Italianamerican 

Martin Scorsese / 1974



O combate entre a influência das nossas predisposições genéticas e a preponderância da aprendizagem e do ambiente nas características que nos definem, aquilo a que os anglo-saxónicos, num baptismo feliz, chamaram nature vs nurture, é um combate histórico, longo, e que vai ainda entreter umas quantas gerações. Nos anos de ouro da decifragem do genoma, a natureza parecia ter-se transformado no implacável comandante de grande parte da nossa vida, mas os recentes avanços da epigenética (uma área científica que se ocupa da forma como os factores ambientais e as experiências podem condicionar a expressão dos nossos genes e talvez dos genes dos nossos descendentes) vieram temperar um pouco a euforia de vitória de Rocky Nature e deram alento a Nurture Creed para se levantar do tapete e ter forças para um novo round. Independentemente daquele que vier a ser o resultado final do combate (tanto quanto for possível fechar este assunto), uma coisa é certa: será difícil que, neste ringue, alguém se venha a tornar o rei absoluto. E pelo menos com uns bons socos da natureza, da nossa natureza, teremos sempre que contar. Bastaria escutar o timbre de voz e os trejeitos do pai de Martin Scorsese, em Italianamerican, para perceber que alguma tralha bem concreta passa de pais para filhos, à revelia da vontade destes em acolher ou desprezar essa herança. Ali estão os mesmos agudos, a mesma forma de inclinar a cabeça, de mover as sobrancelhas e de hesitar. Já o prazer da conversa e a velocidade do discurso aparentam ser legados do lado materno. Termos conhecido primeiro o filho Martin, numa cronologia contrária ao trabalho silencioso da biologia, só amplifica o nosso sentimento de espanto perante a força dos laços de sangue. Quando o realizador pede à mãe, logo no arranque do documentário, que nos explique como aprendeu a receita do molho de carne, ele está a convidar-nos, não para o cinema, mas para a mesa, o lugar onde as suas origens se tornam mais vivas.
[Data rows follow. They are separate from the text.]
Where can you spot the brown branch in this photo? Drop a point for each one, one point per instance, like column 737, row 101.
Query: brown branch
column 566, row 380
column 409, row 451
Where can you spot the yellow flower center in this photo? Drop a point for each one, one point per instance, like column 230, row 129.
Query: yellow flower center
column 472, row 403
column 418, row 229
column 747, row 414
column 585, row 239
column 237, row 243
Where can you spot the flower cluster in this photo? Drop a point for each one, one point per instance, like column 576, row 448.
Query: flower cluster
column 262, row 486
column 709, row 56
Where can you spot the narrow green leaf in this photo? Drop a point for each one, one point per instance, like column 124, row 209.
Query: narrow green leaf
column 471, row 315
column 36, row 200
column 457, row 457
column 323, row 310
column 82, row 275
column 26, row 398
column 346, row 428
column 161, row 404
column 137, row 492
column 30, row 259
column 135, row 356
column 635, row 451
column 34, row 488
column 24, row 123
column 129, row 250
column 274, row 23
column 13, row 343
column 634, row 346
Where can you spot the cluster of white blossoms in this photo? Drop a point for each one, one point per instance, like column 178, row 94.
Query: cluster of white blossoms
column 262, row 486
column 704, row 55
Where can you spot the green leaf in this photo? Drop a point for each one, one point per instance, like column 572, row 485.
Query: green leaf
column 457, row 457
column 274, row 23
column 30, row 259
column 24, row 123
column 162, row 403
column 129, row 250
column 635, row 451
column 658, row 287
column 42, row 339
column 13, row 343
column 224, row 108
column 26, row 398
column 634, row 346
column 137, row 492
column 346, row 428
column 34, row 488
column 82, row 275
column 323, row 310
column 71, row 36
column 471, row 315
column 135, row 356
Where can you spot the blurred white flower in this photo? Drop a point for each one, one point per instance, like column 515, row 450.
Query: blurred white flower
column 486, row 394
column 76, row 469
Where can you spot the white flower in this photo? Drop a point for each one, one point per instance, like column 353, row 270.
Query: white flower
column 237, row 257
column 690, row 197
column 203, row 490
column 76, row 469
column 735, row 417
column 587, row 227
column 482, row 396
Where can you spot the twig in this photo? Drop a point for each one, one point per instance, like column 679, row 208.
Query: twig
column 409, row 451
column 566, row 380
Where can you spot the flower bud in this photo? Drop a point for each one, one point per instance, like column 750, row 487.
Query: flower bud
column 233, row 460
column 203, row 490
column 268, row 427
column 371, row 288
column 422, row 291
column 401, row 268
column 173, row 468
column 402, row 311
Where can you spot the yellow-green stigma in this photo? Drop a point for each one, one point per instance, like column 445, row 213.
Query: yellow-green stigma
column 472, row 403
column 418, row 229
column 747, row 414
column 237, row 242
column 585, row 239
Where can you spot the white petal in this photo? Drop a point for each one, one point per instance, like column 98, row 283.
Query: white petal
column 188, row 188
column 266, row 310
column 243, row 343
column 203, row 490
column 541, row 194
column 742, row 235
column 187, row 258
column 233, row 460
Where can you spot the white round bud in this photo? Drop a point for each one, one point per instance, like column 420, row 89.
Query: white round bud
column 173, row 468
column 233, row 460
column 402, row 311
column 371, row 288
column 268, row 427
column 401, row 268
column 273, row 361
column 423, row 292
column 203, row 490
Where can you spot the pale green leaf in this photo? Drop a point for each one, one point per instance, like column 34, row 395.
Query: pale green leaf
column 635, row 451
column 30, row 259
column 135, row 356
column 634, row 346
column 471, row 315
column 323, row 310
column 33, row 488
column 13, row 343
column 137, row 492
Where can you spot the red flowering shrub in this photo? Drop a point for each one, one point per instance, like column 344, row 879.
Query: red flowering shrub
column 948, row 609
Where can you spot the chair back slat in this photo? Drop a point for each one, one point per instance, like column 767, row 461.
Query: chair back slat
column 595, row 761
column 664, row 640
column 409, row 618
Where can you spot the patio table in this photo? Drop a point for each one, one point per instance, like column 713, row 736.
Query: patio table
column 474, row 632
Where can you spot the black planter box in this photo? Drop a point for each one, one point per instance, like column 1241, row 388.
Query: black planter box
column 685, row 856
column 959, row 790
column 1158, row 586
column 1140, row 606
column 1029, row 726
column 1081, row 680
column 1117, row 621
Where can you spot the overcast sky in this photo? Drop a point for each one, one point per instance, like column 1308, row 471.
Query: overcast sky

Martin Scorsese filmou Italianamerican em 1974, na casa dos seus pais, no bairro de Little Italy, em Manhattan, revisitando a sua infância e a história familiar, recuando até aos anos em que os seus avós sicilianos decidiram emigrar para os Estados Unidos, à procura de emprego e de aventura, no início do séc. XX. Ao longo do documentário, o pai Charles e a mãe Catherine vão contando, com intervalos para alguns arrufos bem patuscos, os episódios mais marcantes desses tempos em que não havia televisão, nem dinheiro no bolso. Uma época em que famílias numerosas ocupavam casas modestas, quase sem mobília, e em que os homens e as mulheres trabalhavam de sol a sol para poder sustentar a prole e saborear um ou outro pecado ocasional, mas nunca a preguiça (“there was no such thing as being tired”).

A meio do relato, Charles e Catherine saem, por instantes, embora com cautela, do ambiente doméstico e falam um pouco das tensões entre irlandeses (os primeiros a chegar àquela zona de Nova Iorque) e italianos, lembrando que também entre comunidades de emigrantes podem crescer conflitos, lutas de território, mesmo que essas comunidades enfrentem aflições semelhantes e procurem a mesma luz (o sonho americano) ao fundo do mesmo túnel (a realidade americana).

Italianamerican é um filme amador concebido por um mestre, uma pequena história de família que Scorsese recebe sem estranheza e sem sair do seu lugar, como se fosse um cesto de pão que algum parente lhe estendesse num almoço de Domingo. Marty, aos trinta e um anos, barbudo e sentado no apartamento da sua primeira juventude, já suspeita que ninguém consegue entender o mundo dando atenção apenas aos grandes gestos. No final, uma parte significativa da coluna dos créditos ficou reservada à receita do molho de Catherine. Leva cebola, alho, tomate, um pedaço de vitela, outro de vaca, salsicha de porco, osso do pescoço de cordeiro. Uma folha de manjericão.